Eine Busfahrerin hat am Samstagnachmittag glücklicherweise nur für einen kurzen Schrecken gesorgt, als sie während der Fahrt in einen Sekundenschlaf fiel. Über den Unfall berichtete die Polizei. Demnach habe die Fahrerin auf der A9 südlich von Ingolstadt 35 Kinder zwischen 12 und 15 Jahren in Richtung München gefahren und gegen 13.45 Uhr auf Höhe der Ausfahrt Langenbruck die Kontrolle über ihr Fahrzeug verloren. Wie die Beamtinnen und Beamten angaben, sei die Fahrerin kurz hinter dem Steuer eingenickt.
Sekundenschlaf auf der A9 bei Ingolstadt: Busfahrerin nickt hinter Steuer ein
Im Sekundenschlaf habe sie den Bus gegen die rechte Leitplanke gelenkt. Durch den Aufprall sei die 43-Jährige aber wieder aufgewacht und habe den Bus bei einer Nothaltebucht in der Nähe abstellen können.
Trotz der Schrecksekunde ging der Unfall glimpflich aus. Alle Fahrgäste und die Fahrerin des Busses seien laut Polizei bei dem Zusammenstoß unverletzt geblieben. Die Beamtinnen und Beamten schätzen den durch den Unfall entstandenen Sachschaden jedoch auf rund 12.000 Euro.
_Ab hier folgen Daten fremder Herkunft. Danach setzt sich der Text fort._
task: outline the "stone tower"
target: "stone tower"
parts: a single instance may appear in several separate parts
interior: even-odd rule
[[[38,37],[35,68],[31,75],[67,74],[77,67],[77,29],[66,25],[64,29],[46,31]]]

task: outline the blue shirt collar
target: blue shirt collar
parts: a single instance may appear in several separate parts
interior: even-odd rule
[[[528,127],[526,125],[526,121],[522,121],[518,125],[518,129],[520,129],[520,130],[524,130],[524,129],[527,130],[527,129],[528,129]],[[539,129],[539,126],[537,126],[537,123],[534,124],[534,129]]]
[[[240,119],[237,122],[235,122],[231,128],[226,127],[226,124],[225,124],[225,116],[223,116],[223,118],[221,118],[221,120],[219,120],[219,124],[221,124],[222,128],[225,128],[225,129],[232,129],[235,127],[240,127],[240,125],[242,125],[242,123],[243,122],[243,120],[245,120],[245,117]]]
Gegen die Fahrerin seien zudem Ermittlungen wegen Gefährdung des Straßenverkehrs aufgenommen worden.
Im Bus waren 35 Kinder: Bei Unfall nach Sekundenschlaf verletzte sich niemand
Auch an eine Weiterfahrt sei nicht zu denken gewesen. Die alarmierte Polizei habe rund drei Stunden bis zum Eintreffen eines Ersatzfahrers gewartet und den Bus am Straßenrand so lange mit einer Streife gesichert.
Sekundenschlaf führt immer wieder zu brenzligen Situationen. Ende Mai nickte ein 21-Jähriger in Ulm hinter seinem Steuer ein, kam von der Straße ab und fuhr gegen den Mast einer Oberleitung. Im März landete eine Autofahrerin im Landkreis Augsburg vor Gericht, nachdem sie auf der Autobahn eingeschlafen war und einen Unfall verursachte.